Saturday, March 5, 2011

A WORD TO THE TAX AVERSE

The quickest way for a politician to get whacked is to suggest, in any way, however intelligent or well-meaning, that taxes do go up. Fritz Mondale won only his home state and was soundly trounced by Reagan when he suggested that higher taxes were here to stay. Kim Campbell had the colossal nerve to suggest that there might be more taxes. She lost of course and the caucus was reduced to two members, one of them now the Liberal premier of Quebec with a rating somewhere in the dungeon below the basement. (Footnote to the Reagan era: once he was President he pushed the deficit to record highs and declared that" There is no such thing as a free ride.")

The principal aide to Toronto’s new mayor Rob Ford and architect of his victory has left the mayor’s office and will work to create a Canadian version of the tax-averse Tea Party. If it was his idea to tell the mayor that his campaign should use the word “taxpayer” as often as possible in his campaign, he deserves a medal. Not from me, but from the powers of the tax-averse right wing.

Want to be elected? Promise lower taxes. Keep making pronouncements about the “hard-working” taxpayer. Keep telling people that government has no place in their wallets. It’s all rhetoric, all rubbish, all the time. But it works. There is, in the heads of so many voters, the notion that somehow governments are feasting on their hard-earned money. For what purpose? Greed? Tax and spend. (on who?) The Tories are hanging that one on Iggy even though the poor guy has two chances in the coming Federal election: slim and none.

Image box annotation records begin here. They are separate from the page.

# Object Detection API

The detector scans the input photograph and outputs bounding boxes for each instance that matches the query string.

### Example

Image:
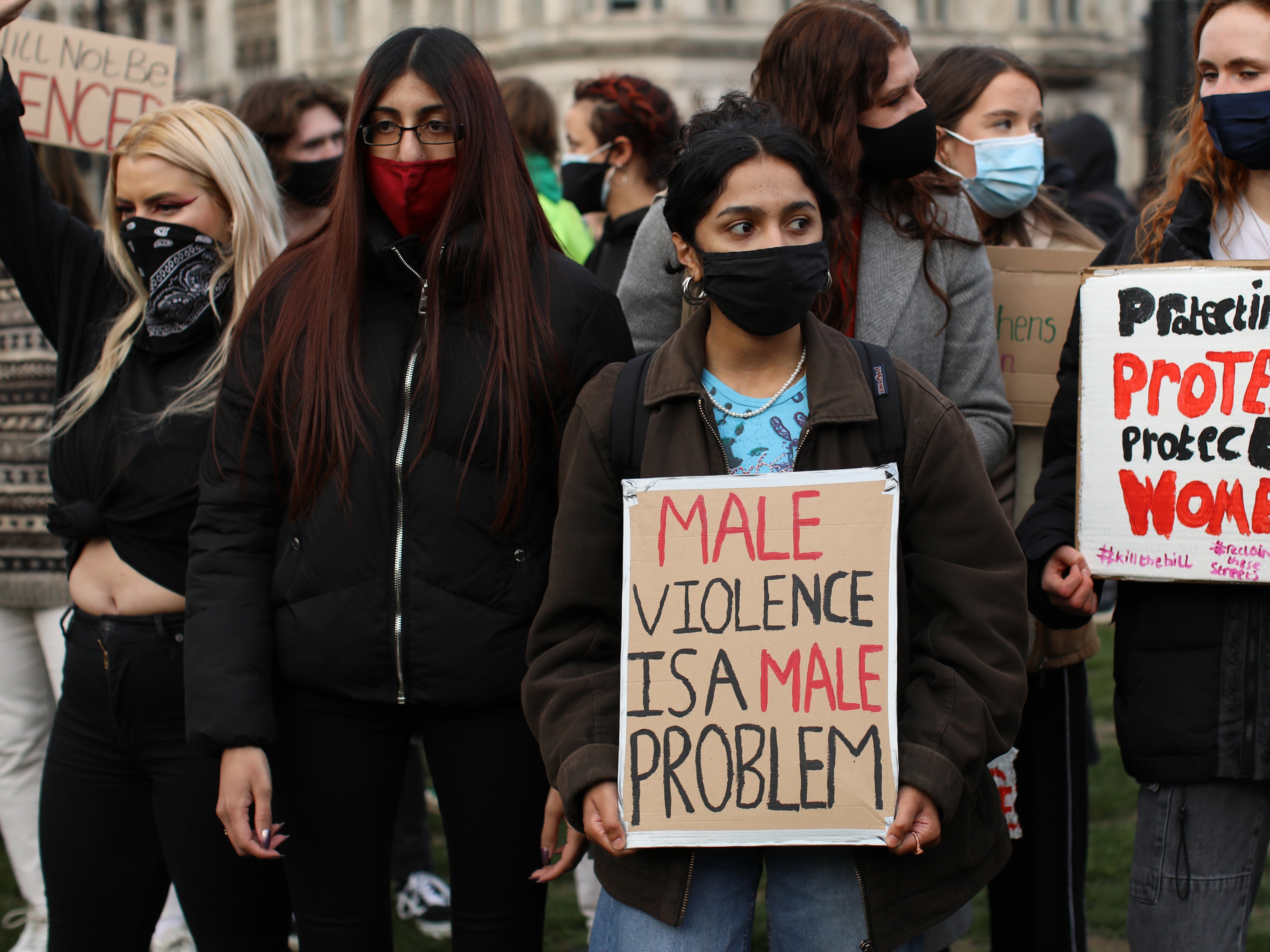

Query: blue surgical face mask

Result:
[936,130,1045,218]
[1200,90,1270,169]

In America the voters have swallowed all the propaganda about the deficit and vote for the tax cutters. At the same time, in the insane world of political paradox, surveys show differently: that unemployment, not the deficit, is the country’s biggest problem.

The “hard-working taxpayers” have stopped thinking. Long ago.

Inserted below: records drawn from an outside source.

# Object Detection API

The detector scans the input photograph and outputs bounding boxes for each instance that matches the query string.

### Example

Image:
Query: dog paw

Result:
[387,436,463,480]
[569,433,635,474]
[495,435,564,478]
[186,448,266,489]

If you are watching the Toronto mayor’s climb in popularity (now at 60% - and he only got 47% of the vote) you know that he continues to harp on taxes. He has already rescinded some unpopular taxes plunging the city further into debt. (All taxes are unpopular.) No one, except the chattering classes of pundits, has noticed the contradictions in his statements. It was only a few weeks ago that he deplored going to the province for money, saying that that too was taxpayer’s money. So he froze property taxes (and will increase users fees) and is going to the Province for many millions of dollars that the Province doesn’t have. He needs it for stuff like road fixing. The province is being blackmailed with the promise that if no money is forthcoming he will lead Toronto voters to vote for the Conservatives. That one already looks like a shoo-in and a return to the teacher-bashing and welfare thrashing of the Harris Tories.

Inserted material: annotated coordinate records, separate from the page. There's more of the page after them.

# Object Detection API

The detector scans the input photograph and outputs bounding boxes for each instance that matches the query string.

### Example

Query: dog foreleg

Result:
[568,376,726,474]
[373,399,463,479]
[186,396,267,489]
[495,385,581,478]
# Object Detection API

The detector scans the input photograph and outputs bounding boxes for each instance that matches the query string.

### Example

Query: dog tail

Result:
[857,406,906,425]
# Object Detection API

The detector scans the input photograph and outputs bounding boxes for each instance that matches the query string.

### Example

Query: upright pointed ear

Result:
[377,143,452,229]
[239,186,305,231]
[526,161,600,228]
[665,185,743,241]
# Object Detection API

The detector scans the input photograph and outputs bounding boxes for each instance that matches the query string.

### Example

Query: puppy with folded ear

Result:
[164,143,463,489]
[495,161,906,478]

But the effect of the “promise to taxpayers” has been prodigious. It is the greatest hoax in modern politics today. Voters and politicians are equally to blame.

I remember when people in search of wealth would declare: “I’d be happy to pay a million dollars in taxes. It would mean I’d made a lot of money.” Now, even the super-wealthy groan over their tax- “burden” as they build McMansions with five car garages.

In am happy to pay my taxes. I love this country and I echo a remark made several years ago by Brian Tobin (it may have been Frank McKenna) that “It costs money to be a Canadian.” We are blessed. I can still live well enough after meeting my obligations. I also, and I know this will sound self-righteous, get furious when someone offers to forgive the HST if I pay cash. I show them the door. I want to pay my fair share. I live in a country where we (most of us) have a decent standard. The tax-haters curl up at the edges when anyone dares to suggest that government services should be extended fully to those in need. “My tax dollars are going to lazy bums,” is the cry.

Even more stupid is the notion that there is a “gravy train” and that greedy politicians are living it up on the taxes that should be going to public services. The mayor struck the mother lode when the THC was found to be spending taxpayer’s money on pedicures and parties. What a political bonanza for the tax-hating mayor.

Look out. We’re heading to the Right. The Tea Party is contagious. Ford is the second mayor in the last twenty years to put on a tax freeze while our roads and services succumb to potholes and neglect. Remember the guy who said he was worried about going to Africa and finding himself in a pot of boiling water. Like Ford, he was the most popular guy on the block.

We all have to pay for a better life. If some of that “better life” goes to the helpless, so be it. My final stab at the past “From each according to his ability, to each according to his needs.” It may sound Marxist to you, so what. The reality, not the ideology, is what counts. It does cost money to be a Canadian.